De Vlaamsche Beweging in Noord-Amerika.
Dat zich onlangs de Fransche pers met de Vl. Beweging heeft bezig gehouden, ja dat zelfs door de Fransch-Belgische bladen op aan te vullen leemten in ons Nationaal-Vlaamsch programma gewezen is geworden, baart geen opzien meer; wij zijn sedert kort aan veel dingen van dien kant gewoon geraakt. Minder toch dat ons streven de aandacht heeft getrokken van de Noord-Amerikanen en wel in een tijd, die hen voor alle andere, dan hun eigen belangen, moest ontoegankelijk maken. Zoo vinden wij in de New Yorker Staats-Zeitung van 17 Juni ll. een uitgebreid artikel aan de bespreking der toestanden alhier en de jongste gebeurtenissen op Vlaamsch gebied, gewijd. Zeer waardeerend, treft het vooral door de juiste voorstelling der hoofdfeiten van onzen strijd.
De eerste opwekking ging uit, zoo lezen wij daar, van dichters en letterkundigen, van een Willems, een Ledeganck, een David, een Conseience, maar zij verloren te veel de praktische zijde uit het oog, hun idealisme belette hen te zien ‘dat in den nieuweren staat elke verandering, eerst tot wet verheven, van de wet hoeft uit te gaan.’
Dan volgt de geschiedenis van het ontstaan onzer drie Vlaamsche wetten. Waar echter schrijver het spoor heelemaal bijster schijnt, is op het stuk taalverhouding tusschen Vlamingen en Walen; namelijk berekent hij op 94% de Belgen, die het Nederlandsch machtig zijn; hadden wij het reeds zoover gebracht, dan ware voorzeker geene Beweging meer noodig.

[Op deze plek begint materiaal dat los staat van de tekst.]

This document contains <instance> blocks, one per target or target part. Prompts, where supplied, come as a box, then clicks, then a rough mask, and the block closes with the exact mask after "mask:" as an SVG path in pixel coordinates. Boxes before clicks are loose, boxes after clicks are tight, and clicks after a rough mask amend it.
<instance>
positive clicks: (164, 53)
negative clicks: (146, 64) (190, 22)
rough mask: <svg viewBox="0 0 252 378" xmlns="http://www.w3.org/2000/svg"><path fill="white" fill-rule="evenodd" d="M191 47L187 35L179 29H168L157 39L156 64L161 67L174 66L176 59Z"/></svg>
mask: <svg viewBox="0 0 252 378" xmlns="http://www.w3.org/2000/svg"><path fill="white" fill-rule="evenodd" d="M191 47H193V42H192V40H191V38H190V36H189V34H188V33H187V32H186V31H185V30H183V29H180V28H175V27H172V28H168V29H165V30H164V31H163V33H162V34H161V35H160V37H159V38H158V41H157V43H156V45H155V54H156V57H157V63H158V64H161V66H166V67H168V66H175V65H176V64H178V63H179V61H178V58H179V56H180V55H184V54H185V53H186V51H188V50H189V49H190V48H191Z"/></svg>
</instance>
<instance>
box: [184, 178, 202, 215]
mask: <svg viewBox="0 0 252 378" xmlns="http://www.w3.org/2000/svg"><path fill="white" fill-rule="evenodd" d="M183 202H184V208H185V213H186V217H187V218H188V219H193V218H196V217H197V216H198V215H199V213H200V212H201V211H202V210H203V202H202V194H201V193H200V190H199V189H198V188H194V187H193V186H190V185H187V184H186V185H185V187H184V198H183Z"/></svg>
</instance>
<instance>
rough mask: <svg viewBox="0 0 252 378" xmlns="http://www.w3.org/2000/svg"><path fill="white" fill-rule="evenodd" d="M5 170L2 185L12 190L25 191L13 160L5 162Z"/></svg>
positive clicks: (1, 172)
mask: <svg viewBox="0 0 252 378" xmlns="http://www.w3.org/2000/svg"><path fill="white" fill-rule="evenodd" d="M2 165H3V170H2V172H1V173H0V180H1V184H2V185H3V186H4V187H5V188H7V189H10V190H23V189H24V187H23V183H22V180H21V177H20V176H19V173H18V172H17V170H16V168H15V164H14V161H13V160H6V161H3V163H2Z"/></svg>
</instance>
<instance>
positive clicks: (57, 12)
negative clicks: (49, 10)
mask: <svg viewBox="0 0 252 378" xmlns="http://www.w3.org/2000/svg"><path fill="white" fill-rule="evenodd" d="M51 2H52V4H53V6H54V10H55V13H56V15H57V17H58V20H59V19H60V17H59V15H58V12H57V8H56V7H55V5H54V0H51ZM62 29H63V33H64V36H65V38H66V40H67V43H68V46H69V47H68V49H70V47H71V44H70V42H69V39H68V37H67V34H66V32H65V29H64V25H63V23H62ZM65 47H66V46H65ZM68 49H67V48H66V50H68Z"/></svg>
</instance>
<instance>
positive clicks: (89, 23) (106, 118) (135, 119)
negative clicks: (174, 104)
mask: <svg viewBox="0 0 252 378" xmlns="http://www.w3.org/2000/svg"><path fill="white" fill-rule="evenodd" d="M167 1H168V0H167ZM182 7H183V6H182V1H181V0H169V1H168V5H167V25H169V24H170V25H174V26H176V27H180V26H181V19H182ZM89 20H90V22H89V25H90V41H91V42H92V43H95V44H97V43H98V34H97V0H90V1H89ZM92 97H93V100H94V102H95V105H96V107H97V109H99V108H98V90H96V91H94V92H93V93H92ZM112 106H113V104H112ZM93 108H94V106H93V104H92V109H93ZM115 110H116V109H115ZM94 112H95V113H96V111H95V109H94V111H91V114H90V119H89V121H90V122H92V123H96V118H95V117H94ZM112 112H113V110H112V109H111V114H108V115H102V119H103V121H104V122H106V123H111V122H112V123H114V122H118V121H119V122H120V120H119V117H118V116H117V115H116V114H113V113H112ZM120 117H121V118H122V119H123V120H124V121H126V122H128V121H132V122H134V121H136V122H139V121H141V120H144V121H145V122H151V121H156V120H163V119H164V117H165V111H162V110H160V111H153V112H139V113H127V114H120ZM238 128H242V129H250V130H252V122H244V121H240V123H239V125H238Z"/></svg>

Heel juist daartegen komt ons de bemerking voor, dat uit den steun door Ministers, Katholieken en Socialisten aan de Gelijkheidswet De Vriendt-Coremans ver leend, duidelijk blijkt hoe in verkiezing met de Vlamingen voortaan volstrekt moet gerekend worden; iets wat teekent.
Met nadruk wordt verder gewezen op het groot aantal dagbladschrijvers, leeraars, en vooral de flink ingerichte propaganda-groepen die met praktischen zin en behendigbeid tot het volk gaan en overal en aanhoudend het goede woord laten klinken, daarbij op bewonderenswaarde wijze gerugsteund door een machtige centen pers, zoodat alleen te Brussel, twee dagbladen elk in meer dan 60,000 Nrs getrokken worden.
Dit is wel degelijk van ontzaglijke beteekenis in onzen strijd geweest en geeft alweer een treffende zijde aan van onze beweging: zij komt uit en gaat tot het volk; zij is in den volsten zin eene nationale, eene volksbeweging.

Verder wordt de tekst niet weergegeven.